# Numpy

Numpy is one of the most useful libraries in python for numerical computation. 
We will use numpy in many different places in our course. 

By the end of this notebook, you will learn
- why numpy library is so popular. 
- some of the most commonly used functions in the numpy library.

## Numpy is fast
I want to show how fast numpy is compared to our regular python. To do that, we need to find a way to compute the time that it takes python to do operations. Thankfully, there is an easy way to do that.

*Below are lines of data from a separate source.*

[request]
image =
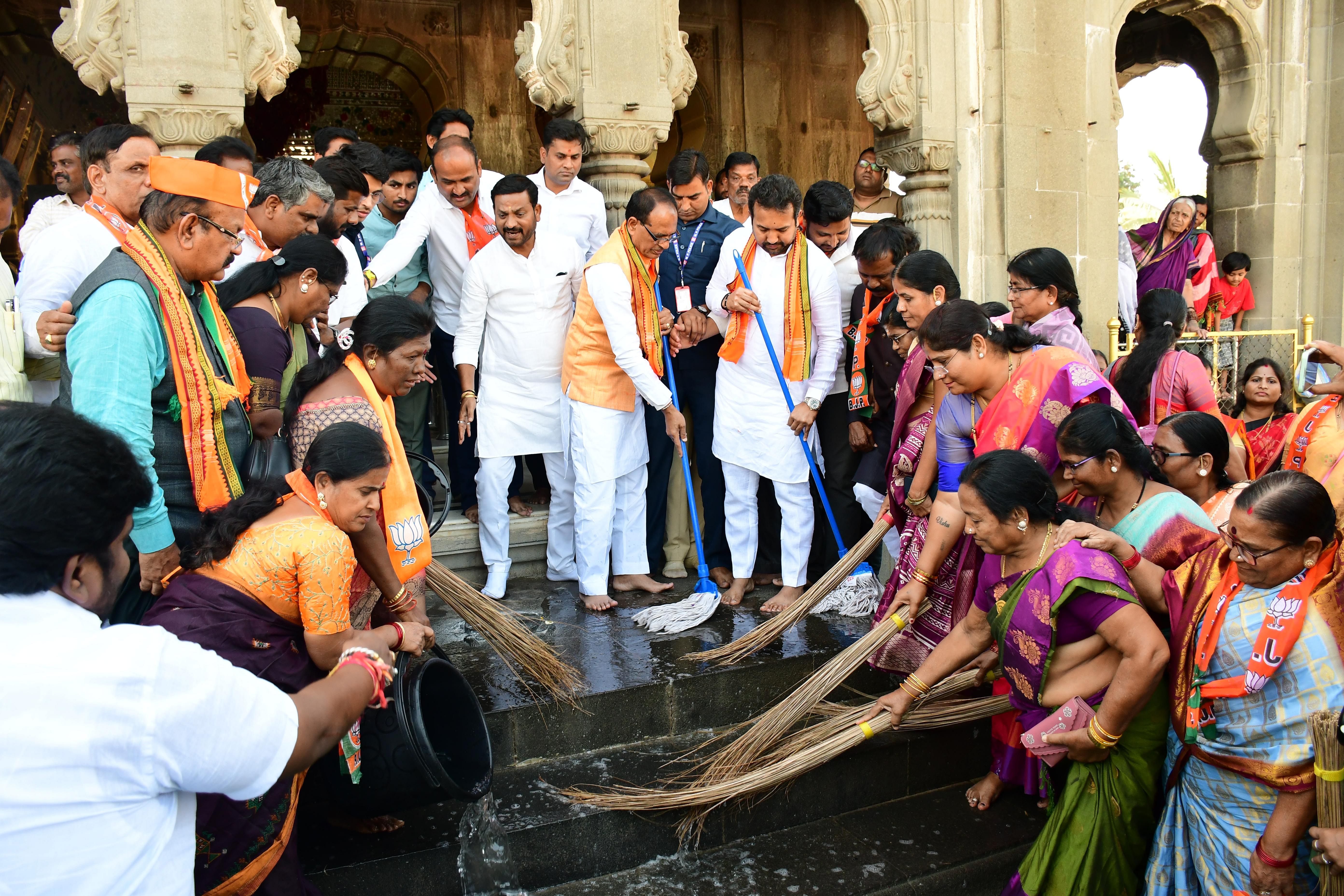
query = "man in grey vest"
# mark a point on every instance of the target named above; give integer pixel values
(152, 358)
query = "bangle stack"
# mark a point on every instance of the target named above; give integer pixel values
(1100, 735)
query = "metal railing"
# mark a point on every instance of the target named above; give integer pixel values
(1228, 352)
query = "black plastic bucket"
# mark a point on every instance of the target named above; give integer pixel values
(429, 745)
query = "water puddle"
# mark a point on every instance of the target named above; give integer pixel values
(484, 864)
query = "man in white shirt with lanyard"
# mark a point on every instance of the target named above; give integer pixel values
(518, 300)
(755, 434)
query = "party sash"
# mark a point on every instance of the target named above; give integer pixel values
(861, 392)
(798, 314)
(646, 303)
(402, 516)
(1284, 618)
(201, 395)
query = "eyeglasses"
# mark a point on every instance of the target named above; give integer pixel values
(1073, 468)
(236, 238)
(1242, 551)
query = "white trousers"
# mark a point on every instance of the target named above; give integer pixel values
(742, 523)
(871, 503)
(492, 482)
(609, 522)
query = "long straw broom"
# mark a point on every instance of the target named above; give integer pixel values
(1330, 788)
(777, 625)
(510, 639)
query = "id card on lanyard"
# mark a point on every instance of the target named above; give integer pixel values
(683, 292)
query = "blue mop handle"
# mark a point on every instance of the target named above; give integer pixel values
(788, 399)
(703, 569)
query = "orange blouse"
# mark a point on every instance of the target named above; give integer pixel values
(300, 569)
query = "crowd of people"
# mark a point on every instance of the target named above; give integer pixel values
(241, 363)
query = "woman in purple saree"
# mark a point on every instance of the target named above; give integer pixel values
(1066, 625)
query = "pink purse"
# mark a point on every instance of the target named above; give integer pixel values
(1073, 715)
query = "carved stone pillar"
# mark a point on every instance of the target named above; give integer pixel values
(622, 74)
(186, 70)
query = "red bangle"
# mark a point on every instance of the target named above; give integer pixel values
(1269, 860)
(1132, 562)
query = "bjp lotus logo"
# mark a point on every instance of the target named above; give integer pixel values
(408, 535)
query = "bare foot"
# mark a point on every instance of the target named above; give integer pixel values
(377, 825)
(783, 601)
(597, 602)
(639, 582)
(738, 590)
(986, 792)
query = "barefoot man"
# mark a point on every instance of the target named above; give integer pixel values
(613, 358)
(799, 296)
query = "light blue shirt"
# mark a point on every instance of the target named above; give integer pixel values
(118, 355)
(378, 232)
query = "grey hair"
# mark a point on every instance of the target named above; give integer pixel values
(291, 181)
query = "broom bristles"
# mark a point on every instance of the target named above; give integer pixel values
(510, 639)
(772, 629)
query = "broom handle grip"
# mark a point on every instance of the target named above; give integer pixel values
(686, 469)
(788, 399)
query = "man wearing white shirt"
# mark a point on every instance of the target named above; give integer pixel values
(755, 434)
(108, 749)
(518, 300)
(68, 175)
(613, 359)
(569, 205)
(116, 161)
(452, 221)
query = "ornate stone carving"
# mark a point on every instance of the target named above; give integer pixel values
(269, 48)
(546, 49)
(91, 38)
(187, 126)
(886, 89)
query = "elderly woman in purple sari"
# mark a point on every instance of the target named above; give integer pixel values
(1065, 624)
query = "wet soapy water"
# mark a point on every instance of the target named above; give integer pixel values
(484, 863)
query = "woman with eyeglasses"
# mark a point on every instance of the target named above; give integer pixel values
(1256, 649)
(1191, 452)
(1045, 299)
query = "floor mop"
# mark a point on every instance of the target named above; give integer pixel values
(858, 596)
(705, 600)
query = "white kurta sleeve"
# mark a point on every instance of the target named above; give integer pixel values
(611, 295)
(826, 326)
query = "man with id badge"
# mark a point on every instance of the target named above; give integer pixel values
(683, 275)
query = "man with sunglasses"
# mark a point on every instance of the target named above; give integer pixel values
(871, 199)
(154, 361)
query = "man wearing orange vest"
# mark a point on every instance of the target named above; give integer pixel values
(613, 357)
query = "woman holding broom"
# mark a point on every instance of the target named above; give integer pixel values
(1066, 625)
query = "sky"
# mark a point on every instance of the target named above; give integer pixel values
(1164, 113)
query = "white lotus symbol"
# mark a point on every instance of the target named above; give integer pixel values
(408, 535)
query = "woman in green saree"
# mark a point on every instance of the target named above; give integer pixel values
(1066, 624)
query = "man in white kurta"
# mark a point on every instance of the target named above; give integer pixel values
(756, 433)
(518, 299)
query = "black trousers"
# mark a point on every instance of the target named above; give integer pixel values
(695, 393)
(462, 459)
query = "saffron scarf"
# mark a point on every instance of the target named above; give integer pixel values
(861, 392)
(1284, 618)
(402, 518)
(644, 301)
(798, 314)
(201, 395)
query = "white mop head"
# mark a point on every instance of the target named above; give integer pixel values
(681, 616)
(858, 596)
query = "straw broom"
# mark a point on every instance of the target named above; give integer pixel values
(1330, 794)
(768, 632)
(510, 639)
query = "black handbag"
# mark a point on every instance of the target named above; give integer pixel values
(268, 463)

We use `%%timeit` to find the time that it takes python to do an operation. 

Lets see how this works. 

create two lists `a` and `b` each with `N` numbers. 
take `N` to be 1000. we want to calculate `c = a * b`, where multiplication is elementwise. 
For example, if `a = [1,2,3,4]` and `b=[-1,2,0,2]`, then `c = [-1, 4, 0, 8]`

In [2]:
N = 100000
a = list(range(1, N))
b = list(range(N, 1, -1))
# print(f"a={a}")
# print(f"b={b}")

Write a for loop to calculate `a[i]*b[i]` and then append it to c. 
use `%%timeit` at the beginning of your cell to compute execuation time.  

In [3]:
c = []

In [4]:
%%time
for i in range(len(a)):
    c.append(a[i]*b[i])

#print(c)

CPU times: total: 15.6 ms
Wall time: 15 ms


What python does here is that it repeats the operation in this cell many many times, and chooses the best time (shortest) among all repeats. 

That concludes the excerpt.